Summary Background Chronic kidney disease is characterised by low estimated glomerular filtration rate (eGFR) and high albuminuria, and is associated with adverse outcomes. Whether these risks are ...modified by diabetes is unknown. Methods We did a meta-analysis of studies selected according to Chronic Kidney Disease Prognosis Consortium criteria. Data transfer and analyses were done between March, 2011, and June, 2012. We used Cox proportional hazards models to estimate the hazard ratios (HR) of mortality and end-stage renal disease (ESRD) associated with eGFR and albuminuria in individuals with and without diabetes. Findings We analysed data for 1 024 977 participants (128 505 with diabetes) from 30 general population and high-risk cardiovascular cohorts and 13 chronic kidney disease cohorts.

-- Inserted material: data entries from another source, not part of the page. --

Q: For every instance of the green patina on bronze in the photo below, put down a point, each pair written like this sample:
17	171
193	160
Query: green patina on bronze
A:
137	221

In the combined general population and high-risk cohorts with data for all-cause mortality, 75 306 deaths occurred during a mean follow-up of 8·5 years (SD 5·0). In the 23 studies with data for cardiovascular mortality, 21 237 deaths occurred from cardiovascular disease during a mean follow-up of 9·2 years (SD 4·9). In the general and high-risk cohorts, mortality risks were 1·2–1·9 times higher for participants with diabetes than for those without diabetes across the ranges of eGFR and albumin-to-creatinine ratio (ACR). With fixed eGFR and ACR reference points in the diabetes and no diabetes groups, HR of mortality outcomes according to lower eGFR and higher ACR were much the same in participants with and without diabetes (eg, for all-cause mortality at eGFR 45 mL/min per 1·73 m2 vs 95 mL/min per 1·73 m2 , HR 1·35; 95% CI 1·18–1·55; vs 1·33; 1·19–1·48 and at ACR 30 mg/g vs 5 mg/g, 1·50; 1·35–1·65 vs 1·52; 1·38–1·67). The overall interactions were not significant. We identified much the same findings for ESRD in the chronic kidney disease cohorts. Interpretation Despite higher risks for mortality and ESRD in diabetes, the relative risks of these outcomes by eGFR and ACR are much the same irrespective of the presence or absence of diabetes, emphasising the importance of kidney disease as a predictor of clinical outcomes. Funding US National Kidney Foundation.